La charge financière découle de plusieurs facteurs concomitants, à commencer par le taux extraordinaire d’utilisation de munitions de précision ed de frappes à longue portée effectuées. Les États-Unis ont tiré plus de huit cent cinquante missiles de croisière Tomahawk, pour un coût estimé à deux millions de dollars l’unité. De plus, les opérations prolongées ont mis à rude épreuve le déploiement des vecteurs aériens et accru les coûts de soutien, exigeant des cycles de maintenance accélérés et des besoins accrus en matière de reconditionnement, de carburant ed de pièces de rechange. La forte consommation de munitions a également affecté les missiles de défense aérienne, souvent employés à un rythme insoutenable pour abattre des drones Shahed à bas coût, en l’absence de contre-mesures drones plus abordables avant que l’Ukraine ne s’associe à l’effort. Outre les munitions et la maintenance des équipements, les dommages causés aux bases américaines dans la région ajoutent une autre charge financière, les frappes iraniennes ayant touché des radars, des abris durcis ed du matériel militaire au sol. Ceux-ci incluaient des aéronefs stationnés qui, combinés aux pertes subies en mission de combat, y compris des drones Reaper, ont entraîné une perte totale de quarante-deux appareils américains. En outre, plusieurs bases ont nécessité des renforcements rapides pour maintenir leur état de préparation opérationnelle, des travaux dont aucun n’était inclus dans les estimations de coûts initiales.

Au-delà des données économiques, le bilan humain pour les États-Unis s’avère plus lourd que ne le suggéraient les déclarations initiales, atteignant désormais le chiffre de quinze morts et cinq cent trente-huit blessés. Les premiers briefings officiels faisaient initialement état de six tués et dix-huit blessés, mais des rapports indépendants ont ultérieurement démontré que le nombre réel de blessés était nettement plus élevé, révélant un décalage manifeste dans le calendrier de diffusion des données relatives aux pertes. Cet écart est apparu parce que les unités de première ligne étaient encore en train di consolider leurs rapports alors que le Pentagone fournissait des chiffres partiels, una configuration qui reproduit celle de conflits antérieurs où les premiers bilans minimisaient la réalité de l’étendue des pertes.
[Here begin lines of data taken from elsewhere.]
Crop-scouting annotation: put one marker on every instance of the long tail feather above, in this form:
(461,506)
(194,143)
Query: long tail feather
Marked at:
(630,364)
Confrontées à ces coûts, les perspectives de poursuite de la guerre dépendent de la capacité des États-Unis à soutenir les exigences financières, matérielles et politiques d’une nouvelle phase de combats. Bien que le Président Trump ait déclaré qu’il était prêt à accepter des pertes plus élevées si la mission l’exigeait, les hauts responsables militaires ont averti que les forces américaines sur le théâtre d’opérations avaient déjà subi un épuisement significatif. Le budget fédéral laisse par ailleurs une marge de manœuvre limitée pour de nouveaux engagements majeurs, puisque la plupart des dépenses supplémentaires exigeraient des autorisations d’urgence ou des coupes dans d’autres priorités. Par conséquent, une continuation de la guerre verrait probablement un changement majeur de sa nature, avec un accent accru mis sur des systèmes autonomes moins coûteux, renforcés par les nouveaux accords de production de drones conclus avec l’Ukraine.
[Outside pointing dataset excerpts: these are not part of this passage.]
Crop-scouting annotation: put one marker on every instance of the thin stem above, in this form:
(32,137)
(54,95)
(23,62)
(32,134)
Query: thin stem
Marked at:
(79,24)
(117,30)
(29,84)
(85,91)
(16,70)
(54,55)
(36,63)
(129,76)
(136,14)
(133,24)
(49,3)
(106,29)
Globalement, la guerre en Iran a mis en évidence un fardeau financier beaucoup plus lourd que ce que les États-Unis avaient initialement prévu, entamant les réserves stratégiques américaines. En plus des coûts militaires, qui ont diminué depuis le cessez-le-feu, les effets économiques indirects demeurent une réalité coûteuse qui s’est intensifiée après la fermeture du détroit d’Ormuz. À mesure que les coûts réels de la guerre deviennent plus clairs, les États-Unis font face à une pression croissante pour réévaluer les objectifs à long terme de la campagne, et déterminer s’ils peuvent justifier les coûts économiques et politiques du maintien de leur trajectoire actuelle, d’une escalade ou d’un retrait total.